By Michel Rose
PARIS (Reuters) – France’s new prime minister, Sebastien Lecornu, pledged to find creative ways to work with rivals to pass a debt-slimming budget while also promising new policy directions, after taking office on a day of sprawling anti-government protests on Wednesday.
President Emmanuel Macron picked Lecornu to be his fifth prime minister in two years on Tuesday, naming a loyalist who is unlikely to rip up his pro-business economic agenda.
Lecornu replaced Francois Bayrou, who was ousted in a parliamentary vote on Monday over his plans to trim the country’s outsized budget deficit, the biggest in the euro zone.
Lecornu, most recently defence minister, said in a brief speech after a handover ceremony that the government would need “to be more creative, sometimes more technical, more serious,” in how it works with the opposition. But he also said “ruptures will be necessary”.
Lecornu’s immediate challenge will be how to steer a streamlined 2026 budget through parliament, which is split into three distinct ideological blocs. Parties broadly agree on the need to slash France’s deficit, which reached 5.8% of GDP in 2024, but not on how to do it.
Lecornu has to send a full draft of the text to parliament by October 7, although there is some wiggle room until October 13, after which lawmakers will run out of time to pass the budget by year’s end.
Reactions to Lecornu’s appointment on Tuesday underscored the challenge he faces.
While the hard-left said it would seek to topple Lecornu with an immediate no-confidence motion, the far-right National Rally (RN) signalled tentative willingness to work with him on the budget – as long as its budgetary demands are met.
“His budget will be RN or his government will not be,” RN lawmaker Laure Lavalette posted on X late on Tuesday.
The RN is France’s largest parliamentary party and as such a crucial factor in any potential no-confidence motion. Still, Lecornu is seen as the closest member of Macron’s circle to the RN, having dined with RN president Jordan Bardella last year.

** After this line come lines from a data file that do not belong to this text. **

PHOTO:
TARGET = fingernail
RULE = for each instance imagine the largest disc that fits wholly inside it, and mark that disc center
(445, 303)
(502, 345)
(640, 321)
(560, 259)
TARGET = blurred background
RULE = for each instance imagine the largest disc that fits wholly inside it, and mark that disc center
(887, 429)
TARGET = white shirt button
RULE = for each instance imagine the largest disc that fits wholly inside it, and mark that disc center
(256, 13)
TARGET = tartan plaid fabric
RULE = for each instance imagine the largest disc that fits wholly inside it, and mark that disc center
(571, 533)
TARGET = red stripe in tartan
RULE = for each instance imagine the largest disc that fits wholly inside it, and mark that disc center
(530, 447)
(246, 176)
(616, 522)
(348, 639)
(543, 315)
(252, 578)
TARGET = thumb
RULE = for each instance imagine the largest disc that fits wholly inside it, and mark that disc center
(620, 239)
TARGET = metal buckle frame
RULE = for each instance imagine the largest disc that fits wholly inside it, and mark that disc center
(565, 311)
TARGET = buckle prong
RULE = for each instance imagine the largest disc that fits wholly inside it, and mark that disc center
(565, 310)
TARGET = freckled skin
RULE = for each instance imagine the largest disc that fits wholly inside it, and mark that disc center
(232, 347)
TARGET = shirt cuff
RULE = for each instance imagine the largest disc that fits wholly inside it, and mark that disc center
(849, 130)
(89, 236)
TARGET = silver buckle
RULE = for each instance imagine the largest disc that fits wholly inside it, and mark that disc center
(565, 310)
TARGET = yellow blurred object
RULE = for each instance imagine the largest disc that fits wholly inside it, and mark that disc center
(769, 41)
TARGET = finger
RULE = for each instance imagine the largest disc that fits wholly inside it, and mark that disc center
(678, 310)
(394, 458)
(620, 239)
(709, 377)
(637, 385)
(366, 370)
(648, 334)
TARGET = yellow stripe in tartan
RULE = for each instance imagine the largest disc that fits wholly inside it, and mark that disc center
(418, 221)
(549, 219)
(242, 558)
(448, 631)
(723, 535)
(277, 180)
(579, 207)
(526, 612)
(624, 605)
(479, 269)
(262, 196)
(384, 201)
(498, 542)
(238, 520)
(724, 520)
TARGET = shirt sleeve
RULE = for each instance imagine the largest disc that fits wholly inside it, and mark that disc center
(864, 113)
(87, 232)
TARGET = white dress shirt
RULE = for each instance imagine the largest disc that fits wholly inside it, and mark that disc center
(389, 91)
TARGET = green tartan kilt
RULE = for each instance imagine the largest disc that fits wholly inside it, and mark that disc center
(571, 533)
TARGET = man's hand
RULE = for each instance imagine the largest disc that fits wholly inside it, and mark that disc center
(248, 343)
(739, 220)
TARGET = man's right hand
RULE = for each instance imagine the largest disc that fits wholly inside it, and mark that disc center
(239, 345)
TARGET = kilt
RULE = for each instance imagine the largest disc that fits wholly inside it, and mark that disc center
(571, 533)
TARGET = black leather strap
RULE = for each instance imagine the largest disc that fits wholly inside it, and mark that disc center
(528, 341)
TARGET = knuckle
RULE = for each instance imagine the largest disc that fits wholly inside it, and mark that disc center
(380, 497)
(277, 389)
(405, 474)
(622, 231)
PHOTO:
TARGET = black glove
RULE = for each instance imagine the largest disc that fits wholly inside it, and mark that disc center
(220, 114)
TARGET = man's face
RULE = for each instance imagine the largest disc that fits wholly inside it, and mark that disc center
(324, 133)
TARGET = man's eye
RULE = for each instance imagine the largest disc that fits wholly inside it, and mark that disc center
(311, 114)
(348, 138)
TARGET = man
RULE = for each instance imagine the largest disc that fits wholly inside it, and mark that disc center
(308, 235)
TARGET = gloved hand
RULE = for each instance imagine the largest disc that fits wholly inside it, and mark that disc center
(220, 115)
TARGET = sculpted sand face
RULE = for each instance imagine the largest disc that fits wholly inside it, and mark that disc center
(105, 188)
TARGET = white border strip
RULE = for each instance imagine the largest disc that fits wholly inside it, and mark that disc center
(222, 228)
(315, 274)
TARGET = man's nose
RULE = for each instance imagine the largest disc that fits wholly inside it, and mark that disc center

‘BLOCK EVERYTHING’ PROTESTS
Lecornu’s other path involves uniting the Socialists, who want to water down budget cuts and tax the rich, with his former party The Republicans, who are dead-set against any tax rises.
Macron, in an unusual step, called Socialist party leader Olivier Faure on Tuesday to tell him he would not be appointing a leftist as prime minister. On Wednesday, Faure appeared to leave the door ajar to working with Lecornu, while also saying he would support a no-confidence measure if he felt the government didn’t take on board its budgetary priorities.
Thousands of people across France meanwhile took to the streets as part of so-called “Block Everything” protests, an expression of broad discontent with Macron, proposed budget cuts and the entire political class.
“Anger has been rumbling for months, even years,” said Daniel Bretones, a union member protesting in Marseille. “We’re on the fifth prime minister under Macron’s second term, and it has never changed anything.”